Beaucoup dépendra des scores obtenus par les candidats du Front national aux législatives. A l’UMP, on mise sur le décalage enregistré traditionnellement entre les résultats présidentiel et législatif. Les candidats « marinistes » bénéficieront-ils cette fois-ci de l’élan de leur chef de file ? Pâtiront-ils, comme d’habitude, d’une participation moins élevée, qui mettrait la barre haut pour pouvoir se maintenir dans le cadre de triangulaires ? Dans l’incertitude, personne ne peut réellement prévoir de résultats nets. Marine Le Pen a prévenu qu’elle ne ferait pas de cadeaux quand elle aura une fenêtre de tir sur le terrain. Elle en aura peut-être moins qu’elle ne le souhaite.

« La digue va sauter ». A gauche, on veut croire au sens pratique des Français.« Les Français voudront donner une cohérence à leur vote, assure Christophe Borgel, secrétaire national du PS aux élections.Ils donneront d’autant plus une majorité au président que le pays fait face à la crise. Je doute que la perspective d’avoir Copé comme Premier ministre les incite à voter pour une cohabitation. » Le secrétaire général du groupe socialiste à l’Assemblée, lui-même candidat aux législatives, Olivier Faure, pense également que l’hypothèse d’une victoire de la droite « est une vue de l’esprit. La vague passera parce que la digue d’en face va sauter. Les vaincus sont toujours un peu démobilisés ». On trouve tout de même un Jean-Christophe Cambadélis pour reconnaître que rien n’est joué : « Obtenir la majorité n’est pas mécanique. La droite est haute. Les Français confirmeront sans doute leur vote à la présidentielle, mais la majorité absolue peut nous échapper. C’est un enjeu pour l’UMP. »
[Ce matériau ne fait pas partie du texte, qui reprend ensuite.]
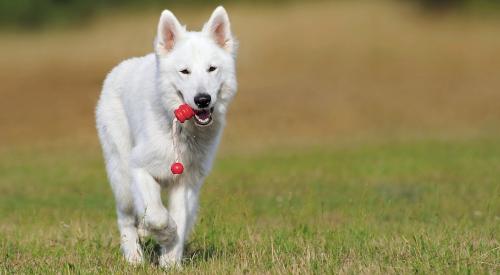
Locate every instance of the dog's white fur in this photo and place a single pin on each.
(134, 121)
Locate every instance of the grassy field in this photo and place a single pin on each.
(420, 207)
(364, 139)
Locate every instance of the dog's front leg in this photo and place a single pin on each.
(183, 205)
(154, 215)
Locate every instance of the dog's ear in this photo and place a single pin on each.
(169, 31)
(219, 28)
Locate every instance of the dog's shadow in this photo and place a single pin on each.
(193, 254)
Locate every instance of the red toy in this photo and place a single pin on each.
(183, 113)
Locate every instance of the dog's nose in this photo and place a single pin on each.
(202, 100)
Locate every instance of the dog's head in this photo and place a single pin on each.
(197, 68)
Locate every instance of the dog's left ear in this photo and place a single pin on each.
(169, 31)
(219, 28)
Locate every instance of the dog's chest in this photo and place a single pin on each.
(193, 150)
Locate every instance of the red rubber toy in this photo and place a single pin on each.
(183, 113)
(177, 168)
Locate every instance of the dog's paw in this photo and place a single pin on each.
(169, 261)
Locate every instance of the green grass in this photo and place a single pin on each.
(411, 207)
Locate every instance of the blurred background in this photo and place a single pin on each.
(363, 138)
(310, 72)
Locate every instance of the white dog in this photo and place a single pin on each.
(135, 119)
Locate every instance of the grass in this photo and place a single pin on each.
(363, 139)
(411, 207)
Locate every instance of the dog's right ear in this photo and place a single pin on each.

A droite, on attend avec gourmandise les premiers pas de Hollande, certain que le nouveau président finira par avoir des ennuis très vite. Le socialiste Vincent Peillon admet que les prochaines semaines seront déterminantes pour les législatives : « Tout dépendra de la manière dont Hollande s’en sort, que ce soit pour la formation du gouvernement ou dans les négociations européennes. » « Ensemble, choisissons la France » : tel est le slogan choisi par l’UMP de Jean-François Copé. Les mêmes mots avaient été utilisés par François Hollande. Reste à savoir si, les 10 et 17 juin, les électeurs les écriront en bleu ou en rose.